# SCH

## Seminar

### Pre-modelling via BART

Seminar Room 1, Newton Institute

#### Abstract

Consider the canonical regression set-up where one wants to learn about the relationship between y, a variable of interest, and x_1,...,x_p, p potential predictor variables. Although one may ultimately want to build a parametric model to describe and summarize this relationship, preliminary analysis via flexible nonparametric models may provide useful guidance. For this purpose we propose BART (Bayesian Additive Regression Trees), a flexible nonparametric ensemble Bayes approach for estimating f(x_1,...,x_p), which is E(Y|x_1,...,x_p), for obtaining predictive regions for future y, for describing the marginal effects of subsets of x_1,...,x_p and for model-free variable selection.

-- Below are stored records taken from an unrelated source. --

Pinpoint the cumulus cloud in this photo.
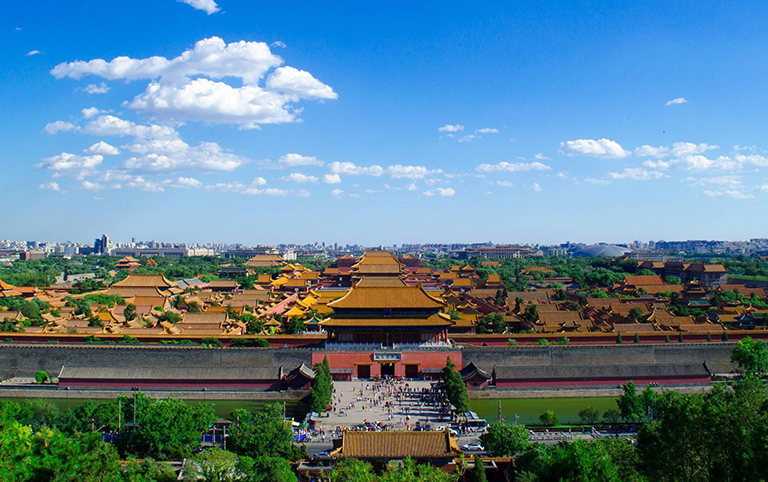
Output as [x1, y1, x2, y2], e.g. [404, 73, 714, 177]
[702, 190, 755, 199]
[559, 139, 630, 159]
[37, 182, 61, 191]
[266, 67, 339, 99]
[35, 152, 104, 180]
[331, 189, 344, 199]
[328, 161, 384, 177]
[170, 176, 203, 189]
[277, 154, 323, 167]
[422, 187, 456, 197]
[176, 0, 221, 15]
[387, 164, 443, 179]
[79, 82, 109, 95]
[51, 37, 337, 129]
[323, 174, 341, 184]
[664, 97, 688, 107]
[83, 141, 120, 156]
[607, 167, 664, 181]
[476, 161, 552, 173]
[280, 172, 317, 184]
[83, 115, 248, 171]
[43, 121, 80, 135]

Essentially, BART approximates f by a Bayesian 'sum-of-trees' model where fitting and inference are accomplished via an iterative backfitting MCMC algorithm. By using a large number of trees, which yields a redundant basis for f, BART is seen to be remarkably effective at finding highly nonlinear relationships hidden within a large number of irrelevant potential predictors. BART also provides an omnibus test: the absence of any relationship between y and any subset of x_1,...,x_p is indicated when BART posterior intervals for f reveal no signal. (This is joint work with Hugh Chipman and Robert McCulloch.)